Nfld. & Labrador

No takers for extra yellowtail quota

No companies have stepped forward to take advantage of about two million pounds of yellowtail flounder made available through a controversial deal with OCI.

'We didn't get a single proposal come forward,' fisheries minister says

Fisheries Minister Derrick Dalley says no one with the appropriate resources offered to take an underutilized yellowtail flounder quota. CBC

The Government of Newfoundland and Labrador says there has been no interest from any parties wanting to access some of the two-million pounds of unused yellowtail flounder that it put up for grabs this past December.

The 3LNO quota, which belongs to Icewater Harvesting Inc. based in Arnold's Cove, was made available at the same time as the province was announcing a controversial agreement regarding yellowtail and redfish with Ocean Choice International (OCI). 

The deal between government and OCI allowed the company to bypass the province's minimum processing requirements and ship out all of its redfish and 75 per cent of its yellowtail quotas in a largely unprocessed state.

In return, the company promised to establish 110 full time jobs at its fish plant in Fortune for a period of five years.

With critics suggesting more could be done to add value to the yellowtail resource than merely shipping it out unprocessed, the province announced it would make Icewater Harvesting Inc.'s unused yellowtail quota available to anyone who wanted to access it — provided they had the appropriate suite of harvesting and processing licences and capabilities.

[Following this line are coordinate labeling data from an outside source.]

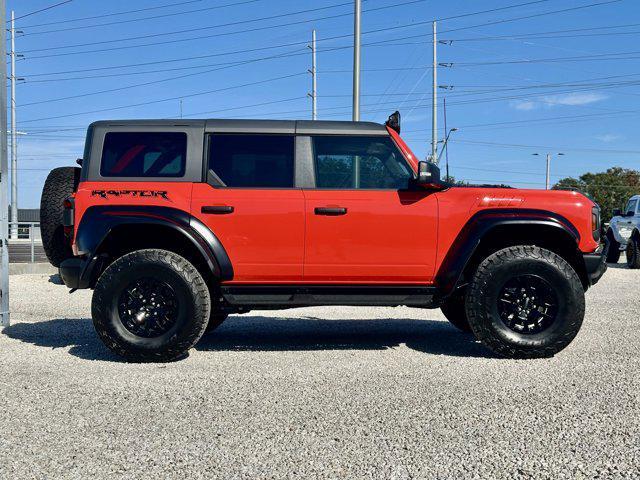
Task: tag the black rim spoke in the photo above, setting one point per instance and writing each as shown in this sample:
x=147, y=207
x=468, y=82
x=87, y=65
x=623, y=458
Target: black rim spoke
x=527, y=304
x=148, y=307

At the time, the government said that there were a "number of harvesters and processing enterprises" who had expressed a "willingness to explore technical and economical feasibility of processing yellowtail flounder with smaller, more economically viable vessels than traditionally used in this fishery."

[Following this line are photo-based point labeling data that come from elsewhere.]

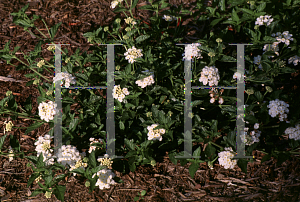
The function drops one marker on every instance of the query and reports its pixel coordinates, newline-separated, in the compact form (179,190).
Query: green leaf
(2,139)
(215,21)
(265,158)
(14,143)
(131,153)
(259,96)
(282,157)
(197,152)
(119,9)
(33,127)
(141,38)
(234,16)
(59,192)
(147,7)
(53,30)
(193,168)
(210,152)
(129,144)
(40,162)
(242,163)
(32,178)
(121,125)
(36,192)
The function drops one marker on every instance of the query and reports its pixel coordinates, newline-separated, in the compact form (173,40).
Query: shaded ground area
(164,182)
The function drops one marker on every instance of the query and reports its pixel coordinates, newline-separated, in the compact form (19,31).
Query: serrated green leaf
(53,30)
(193,168)
(59,192)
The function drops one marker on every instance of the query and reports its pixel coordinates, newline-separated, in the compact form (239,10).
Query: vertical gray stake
(57,92)
(240,124)
(188,146)
(110,118)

But Fisheries and Aquaculture Minister Derrick Dalley told CBC's Fisheries Broadcast on there have been no takers.

"We had a significant quota that we put out there, looking for proposals from different proponents in the province, and we didn't get a single proposal come forward," Dalley told the Broadcast.

"So I think [that] validates the comments and the research, not only by OCI but certainly by our own government in trying to ensure we can work the best deal possible."

'Only part of the equation'

Dalley said there were a "couple of inquiries" from parties that wanted to fish the resource, although he added, "that was only part of the equation."

He also dismissed suggestions that very few potential proponents — if any at all — could have met all the criteria necessary to access the extra quota. 

"The reality was that the rules that were built around this proposal were very similar to the rules under which OCI would've had to operate in order (for) harvesting, processing and marketing," he said.

"It wouldn't have been fair to allow a company or anyone to come forward and take the yellowtail resource and fish it, and not have to do what was expected of OCI. So we kept it balanced and fair and similar to what OCI had to do."

As for the two million pounds of quota that had been made available, the Department of Fisheries and Aquaculture says it remains under lease to Icewater.